FILE - Greece's Prime Minister Kyriakos Mitsotakis points a map in the village of Feres, Evros region, at the Greek-Turkish border, March 3, 2020.

ATHENS - Greece has lodged a protest over Turkish troops’ occupation of a small patch of swampland along the land border between the two NATO member nations.  Nevertheless, dozens of Turkish soldiers and police remain planted there, defying demands that they retreat. The confrontation is the latest in escalating tension between the two age-old rivals.
 
For more than 100 miles, the Evros river rips down through Greece’s northeast frontiers, separating the country from Turkey.
 
About halfway down its course, the waterway swerves in and out of Turkey, creating a plain of small marsh. While officials call the area Melissokomeio, locals like Athanasios Pemousis commonly refer to it as "the horseshoe," because of its shape.
 
He says the area is usually flooded in winter but it is used by smugglers during the summer to sneak refugees into Greece.
 
In recent days though, he says, he and others have seen some 35 Turkish soldiers occupying the land, setting up a tent and flying a tiny Turkish flag from a tree.
 
It may be swampland, he says. But it is Greek territory.
 
The Foreign Affairs Ministry in Athens has lodged a stiff protest with Ankara demanding the Turkish soldiers pull back from the region.

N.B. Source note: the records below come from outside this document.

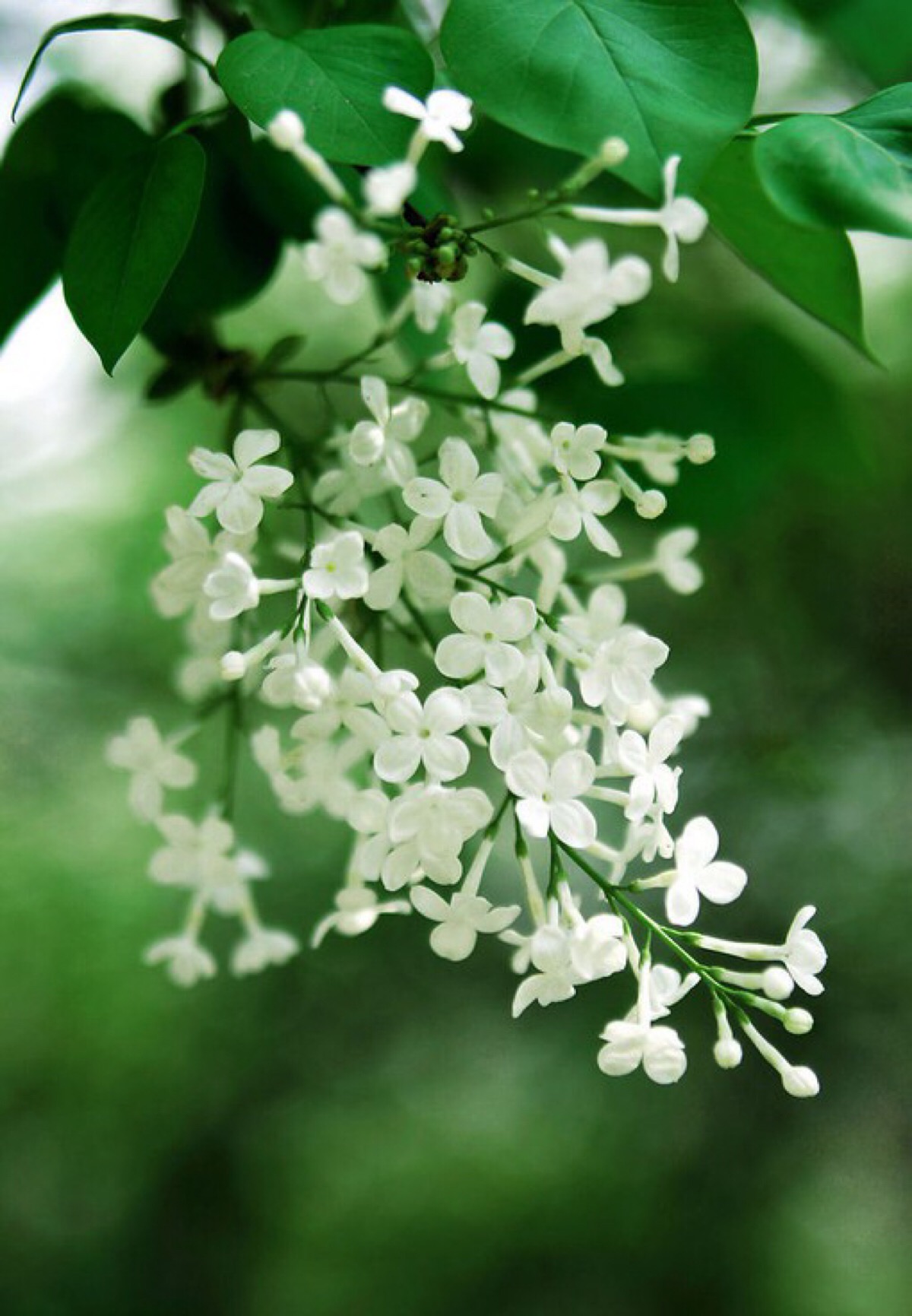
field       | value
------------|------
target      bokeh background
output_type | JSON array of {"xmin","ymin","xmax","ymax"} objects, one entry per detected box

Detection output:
[{"xmin": 0, "ymin": 0, "xmax": 912, "ymax": 1316}]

Turkey is refusing to comply, though, and that has Greece’s defense minister, Nikos Panagiotopoulos, extremely concerned.
 
Rising tensions especially in small areas, he says, heighten the risk of an accident occurring, a spark that could inflame already uneasy ties between Greece and Turkey.
 
Struggling to revive its devastating tourism industry, Greece has opted to keep the matter quiet, refusing to disclose whether it plans to evict the Turkish soldiers.
 
While both NATO allies, Greece and Turkey have been at odds with each other for decades, contesting each other's claims to air, land and sea rights.  
 
Twenty-five years ago, the two sides came to the brink of war over competing claims to a barren outcrop inhabited only by goats, rabbits and sheep.
 
U.S. diplomacy helped pull back both allies from the brink.
 
Defense experts tell VOA Turkey’s decision to send troops to the region was probably sparked by Greek plans and ongoing technical surveys to extend its border fence with Turkey.
 
Turkey refuses to acknowledge that some of the land on the eastern side of the Evros river still belongs to Greece.
 
In recent weeks alone, Greek soldiers have been shot at four times from over the border and Turkish fighter jets are routinely chased out of Greek airspace.
 
The latest border incident comes weeks after tens of thousands of migrants tried to push their way into Greece from Turkey after President Recep Tayyip Erdogan said in February that he would no longer prevent them from doing so.
 
He has since then rescinded his decision in order to contain the spread of the COVID-19 pandemic but he has vowed to allow refugees to enter Europe anew once the coronavirus pandemic subsides.